— Que diable veux-tu que ça me fasse?

— D'autant plus que vous n'irez pas à pied. On vous a déjà fait avancer une voiture. Allons, montez, mon bon ami, et soyez sage!

Deux minutes plus tard, Fougas, accompagné d'un agent, roulait vers le bureau du commissaire de police.

Son affaire fut bientôt faite. Le commissaire qui le reçut était le même qui lui avait parlé la veille à l'Opéra. Un médecin fut appelé et rendit le plus beau verdict de monomanie qui ait jamais envoyé un homme à Charenton. Tout cela se fit poliment, joliment, sans un mot qui pût mettre le colonel sur ses gardes et l'avertir du sort qu'on lui réservait. Il trouvait seulement que ce cérémonial était long et bizarre, et il préparait là-dessus quelques phrases bien senties qu'il se promettait de faire entendre à l'Empereur.

On lui permit enfin de se mettre en route. Le fiacre était toujours là; l'introducteur ralluma sa pipe, dit trois mots au cocher et s'assit à la gauche du colonel.

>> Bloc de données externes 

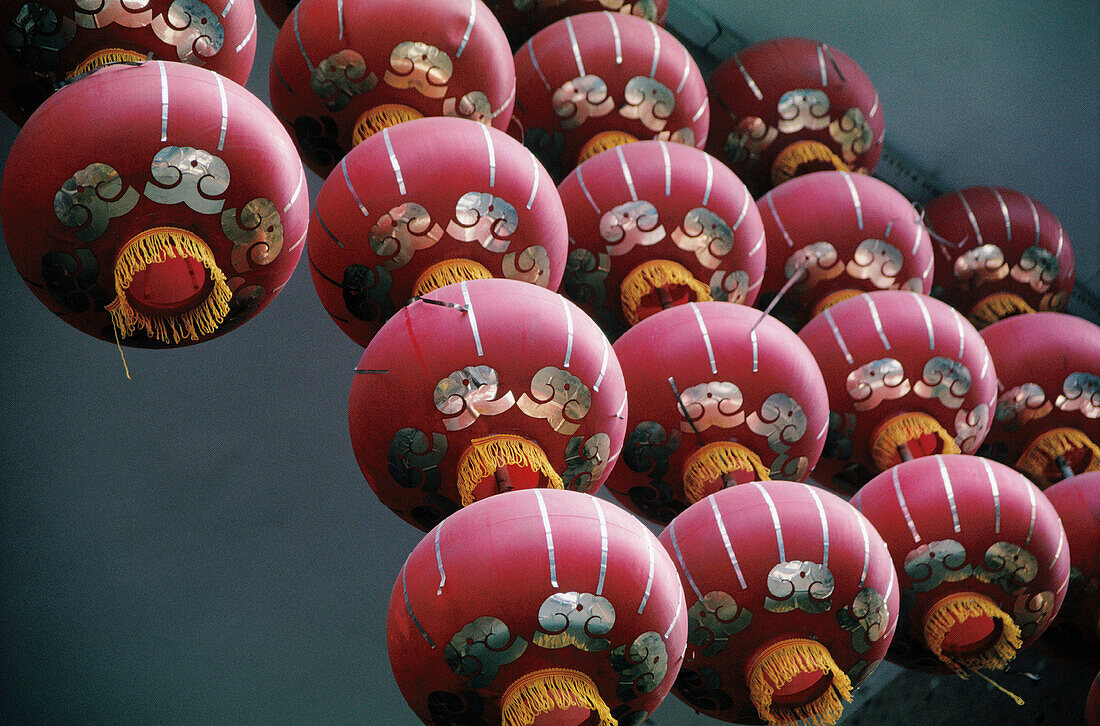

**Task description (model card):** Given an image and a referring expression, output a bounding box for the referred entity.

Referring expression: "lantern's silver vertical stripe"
[752,484,787,562]
[461,281,485,356]
[688,303,718,374]
[706,496,748,590]
[565,15,587,76]
[535,490,558,587]
[402,560,436,648]
[436,523,447,595]
[989,187,1012,242]
[734,53,763,101]
[664,521,703,600]
[840,172,864,229]
[156,61,168,141]
[860,295,890,350]
[382,128,405,194]
[233,17,255,52]
[825,308,856,365]
[592,497,607,595]
[527,39,553,90]
[454,0,477,58]
[955,191,986,248]
[936,454,963,532]
[890,466,921,542]
[615,145,638,201]
[763,194,792,246]
[213,74,229,151]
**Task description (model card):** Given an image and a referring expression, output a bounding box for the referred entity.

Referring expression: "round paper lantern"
[799,290,997,490]
[558,141,765,331]
[924,187,1074,330]
[349,279,627,529]
[515,12,708,179]
[0,0,256,123]
[707,37,886,194]
[660,482,899,726]
[855,455,1069,677]
[0,61,309,347]
[309,118,569,345]
[1043,472,1100,670]
[270,0,516,177]
[981,312,1100,488]
[607,303,828,524]
[386,490,688,726]
[757,172,934,325]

La voiture partit au trot, gagna les boulevards et prit la direction de la Bastille.

Elle arrivait à la hauteur de la porte Saint-Martin, et Fougas, la tête à la portière, continuait à préparer son improvisation, lorsqu'une calèche, attelée de deux alezans superbes, passa pour ainsi dire sous le nez du rêveur. Un gros homme à moustache grise retourna la tête et cria:

— Fougas!

Robinson découvrant dans son île l'empreinte du pied d'un homme ne fut ni plus étonné ni plus ravi que Fougas en entendant ce cri de: «Fougas!» Ouvrir la portière, sauter sur le macadam, courir à la calèche qui s'était arrêtée, s'y lancer d'un seul bond sans l'aide du marchepied et tomber dans les bras du gros homme à moustache grise: tout cela fut l'affaire d'une seconde. La calèche était repartie depuis longtemps lorsque l'agent de police au galop, suivi de son fiacre au petit trot, arpenta la ligne des boulevards, demandant à tous les sergents de ville s'ils n'avaient vu passer un fou. XVI — Mémorable entrevue du colonel Fougas et de S.M. l'Empereur des Français.

En sautant au cou du gros homme à moustache grise, Fougas était persuadé qu'il embrassait Masséna. Il le dit naïvement, et le propriétaire de la calèche partit d'un grand éclat de rire.

— Eh! mon pauvre vieux, lui dit-il, il y a beau temps que nous avons enterré l'Enfant de la Victoire. Regarde-moi bien entre les deux yeux: je suis Leblanc, de la campagne de Russie.